Dans l’assignation initiale en référé du 20 juin 2024, il est mentionné que le commissaire de justice a notamment constaté le 19 février 2024 qu’il existe une pente avec inclinaison de la colline au-dessus des terrasses et mobil homes, que rien ne semble avoir été prévu pour les écoulements et évacuation d’eaux pluviales ains que les ruissellements en contrebas, les talus étant trop raides et aucune pente n’ayant été créée pour permettre à l’eau de s’écouler.
De tels éléments ont trait aux réseaux et ainsi il ne peut être conclu de manière péremptoire à ce stade que des désordres ne sont pas imputables à la sphère d’intervention de la SARL VBTP.
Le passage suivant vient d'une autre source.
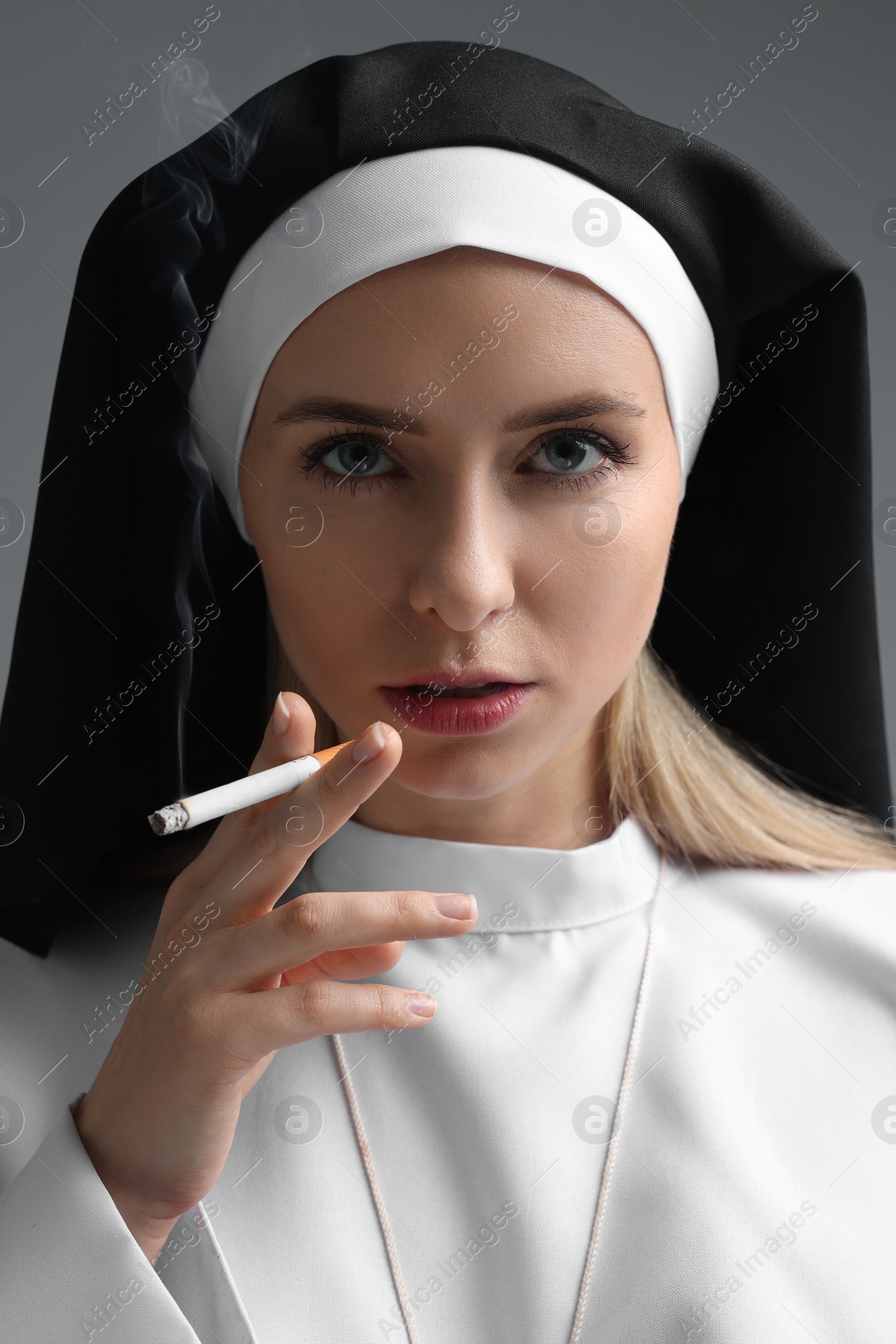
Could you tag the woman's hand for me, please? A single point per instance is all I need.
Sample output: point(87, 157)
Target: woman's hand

Dès lors, dans l’attente des opérations d’expertise, en vue de déterminer les responsabilités encourues et la proportion des responsabilités, la SARL VBTP sera déboutée de ce chef de demande.
Dès lors, il sera fait droit à la demande la SAS SODOBAT conformément à l’article 331 du code de procédure civile.
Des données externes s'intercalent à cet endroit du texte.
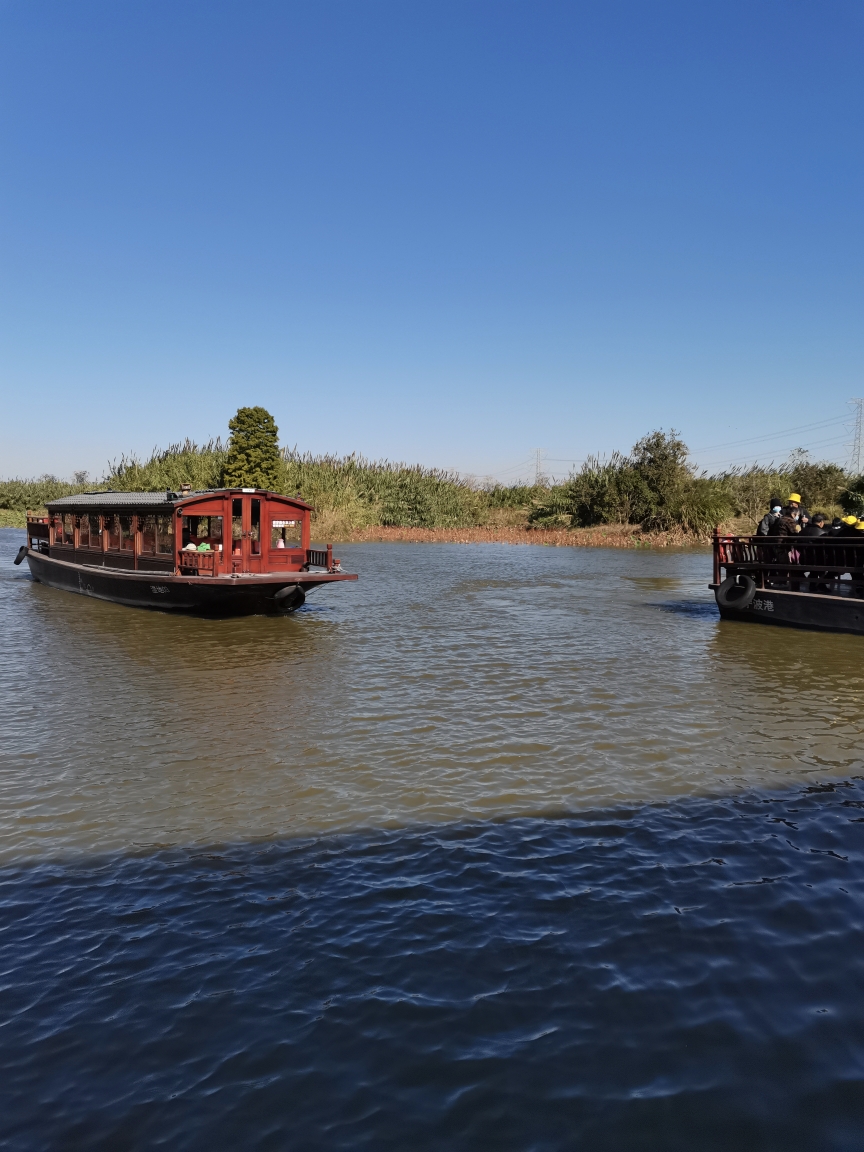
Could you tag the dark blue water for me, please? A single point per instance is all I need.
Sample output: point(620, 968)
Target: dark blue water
point(673, 977)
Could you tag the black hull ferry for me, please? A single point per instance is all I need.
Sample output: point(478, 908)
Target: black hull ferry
point(811, 582)
point(221, 552)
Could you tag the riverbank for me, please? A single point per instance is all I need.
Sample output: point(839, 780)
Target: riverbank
point(607, 536)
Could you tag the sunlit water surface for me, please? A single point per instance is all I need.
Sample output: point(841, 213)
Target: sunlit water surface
point(501, 847)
Il sera donné acte à la SAS SYNERGIE TRAVAUX SPECIAUX (STS) et la SARL VBTP de leurs protestations et réserves, lesquelles n’impliquent aucune reconnaissance de responsabilité.
La SAS SODOBAT conservera la charge des dépens de l’instance dans la mesure où elle a intérêt à la demande.
PAR CES MOTIFS
Nous, Juge des référés, statuant après débats en audience publique par ordonnance mise à la disposition des parties au greffe, réputée contradictoire, exécutoire de droit et en premier ressort,
CONSTATONS que la SAS SODOBAT s’est désistée de ses demandes à l’égard de la SARL [F] ;
DEBOUTONS la SARL VBTP de sa demande de jonction d’instance ;
DEBOUTONS la SARL VBTP de sa demande de mise hors de cause ;
DECLARONS communes et opposables à Monsieur [R] [Y], à la SAS SYNERGIE TRAVAUX SPECIAUX (STS) et à la SARL VBTP l’ordonnance de référé du 15 janvier 2025 (RG 24/05606, minute 2025/50), ayant désigné Monsieur [W] [E] en qualité d’expert;
DISONS que l’expert commis devra poursuivre ses opérations contradictoirement à l’égard de Monsieur [R] [Y], de la SAS SYNERGIE TRAVAUX SPECIAUX (STS) et de la SARL VBTP ;
DISONS que les mis en cause devront être régulièrement convoqués par l’expert et que son rapport leur sera opposable ;
DISONS que, dans l’hypothèse où la présente ordonnance est portée à la connaissance de l’expert après dépôt de son rapport, ces dispositions seront caduques ;
DONNONS ACTE à la SAS SYNERGIE TRAVAUX SPECIAUX (STS) et à la SARL VBTP, de leurs protestations et réserves ;
DISONS que la SAS SODOBAT conservera la charge des dépens de la présente instance ;
REJETONS le surplus des demandes.
Ainsi jugé et prononcé par mise à disposition au greffe, les jours, mois et an susdits.